Na opinião do presidente da CE, senador Cristovam Buarque (PDT-DF), tal evasão pode ter como causa a transferência do programa do Ministério da Educação para o de Desenvolvimento Social e Combate à Fome. Ele disse que a mudança não contribui para o estímulo educacional do programa, uma vez que não há controle da freqüência dos alunos beneficiados.

 

A mudança do nome do programa - criado no governo Fernando Henrique Cardoso como Bolsa-Escola - também pode favorecer a evasão escolar, disse Cristovam.
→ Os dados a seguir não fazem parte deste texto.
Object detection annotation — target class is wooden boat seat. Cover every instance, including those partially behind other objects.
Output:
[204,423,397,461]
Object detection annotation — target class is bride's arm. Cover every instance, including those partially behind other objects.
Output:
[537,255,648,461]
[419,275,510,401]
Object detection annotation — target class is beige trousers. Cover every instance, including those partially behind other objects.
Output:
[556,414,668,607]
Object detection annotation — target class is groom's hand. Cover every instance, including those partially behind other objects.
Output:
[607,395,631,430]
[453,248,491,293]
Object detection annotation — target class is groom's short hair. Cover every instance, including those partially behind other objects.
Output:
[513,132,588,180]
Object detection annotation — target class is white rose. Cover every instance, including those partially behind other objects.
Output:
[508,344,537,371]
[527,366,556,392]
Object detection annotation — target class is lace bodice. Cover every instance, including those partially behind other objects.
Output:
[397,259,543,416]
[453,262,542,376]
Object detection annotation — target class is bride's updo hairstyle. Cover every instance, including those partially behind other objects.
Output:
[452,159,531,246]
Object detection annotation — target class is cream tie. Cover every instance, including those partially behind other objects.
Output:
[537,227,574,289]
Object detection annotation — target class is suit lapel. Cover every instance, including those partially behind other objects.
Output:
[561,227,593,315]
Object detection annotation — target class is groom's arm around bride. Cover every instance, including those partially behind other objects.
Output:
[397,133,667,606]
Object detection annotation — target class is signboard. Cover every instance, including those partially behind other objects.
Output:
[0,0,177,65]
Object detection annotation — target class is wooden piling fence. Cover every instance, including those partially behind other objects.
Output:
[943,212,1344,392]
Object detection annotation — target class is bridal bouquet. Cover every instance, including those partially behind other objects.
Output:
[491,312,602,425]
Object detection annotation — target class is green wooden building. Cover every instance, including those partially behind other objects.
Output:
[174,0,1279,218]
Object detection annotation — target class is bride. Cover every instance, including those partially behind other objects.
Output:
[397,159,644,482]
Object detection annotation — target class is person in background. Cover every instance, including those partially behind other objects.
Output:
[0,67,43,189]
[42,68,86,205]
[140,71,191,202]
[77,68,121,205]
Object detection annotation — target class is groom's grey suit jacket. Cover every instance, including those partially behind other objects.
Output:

Para ele, a retirada da palavra "escola" criou no imaginário das famílias a desvinculação do benefício da necessidade da permanência dos jovens na escola.

 

Para discutir o tema, a senadora sugeriu que sejam convidados o ministro do Desenvolvimento Social e Combate à Fome, Patrus Ananias; os jornalistas que realizaram as reportagens sobre evasão escolar, Paloma Oliveto, do Correio Braziliense, e Luiz Ribeiro, do Estado de Minas; o ex-secretário nacional do programa Bolsa-Escola e autor do livro Bolsa Escola, educação para enfrentar a pobreza, Marcelo Aguiar; e o sociólogo e coordenador-geral da Campanha Nacional pelo Direito à Educação, Daniel Cara.

 

Também poderá participar da audiência um dos jovens que deixou de freqüentar a escola apesar de receber a Bolsa-Família, conforme sugestão do senador Geraldo Mesquita (PMDB-AC) aprovada pela comissão. O depoimento de um dos jovens, ressaltou o senador, será importante para se compreender a realidade em que eles vivem. Realidade que, segundo Mesquita, pode ser similar à de muitos outros jovens.